Deep Joint Source-Channel Coding for DNA Image Storage: A Novel Approach with Enhanced Error Resilience and Biological Constraint Optimization

TL;DR

This paper presents a novel deep joint source-channel coding scheme for DNA image storage that enhances error resilience and biological constraint compliance using deep learning and integrated PCR processes.

Contribution

It introduces DJSCC-DNA, a deep learning-based DNA storage method that incorporates PCR and biological constraints into the encoding and decoding process.

Findings

Outperforms traditional methods in PSNR and SSIM metrics.

Ensures positive constraints on homopolymer run-length and GC content.

Demonstrates improved data recovery accuracy in DNA storage simulations.

Abstract

In the current era, DeoxyriboNucleic Acid (DNA) based data storage emerges as an intriguing approach, garnering substantial academic interest and investigation.
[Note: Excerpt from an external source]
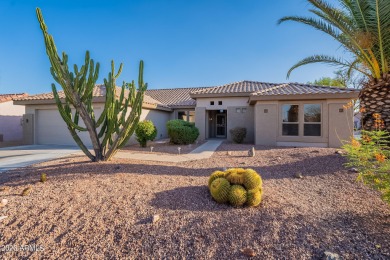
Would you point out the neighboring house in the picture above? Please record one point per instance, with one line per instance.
(48, 127)
(10, 118)
(289, 114)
This paper introduces a novel deep joint source-channel coding (DJSCC) scheme for DNA image storage, designated as DJSCC-DNA. This paradigm distinguishes itself from conventional DNA storage techniques through three key modifications: 1) it employs advanced deep learning methodologies, employing convolutional neural networks for DNA encoding and decoding processes; 2) it seamlessly integrates DNA polymerase chain reaction (PCR) amplification into the network architecture, thereby augmenting data recovery precision; and 3) it restructures the loss function by targeting biological constraints for optimization. The performance of the proposed model is demonstrated via numerical results from specific channel testing, suggesting that it surpasses conventional deep learning methodologies in terms of peak signal-to-noise ratio (PSNR) and structural similarity index (SSIM). Additionally, the model effectively ensures positive constraints on both homopolymer run-length and GC content.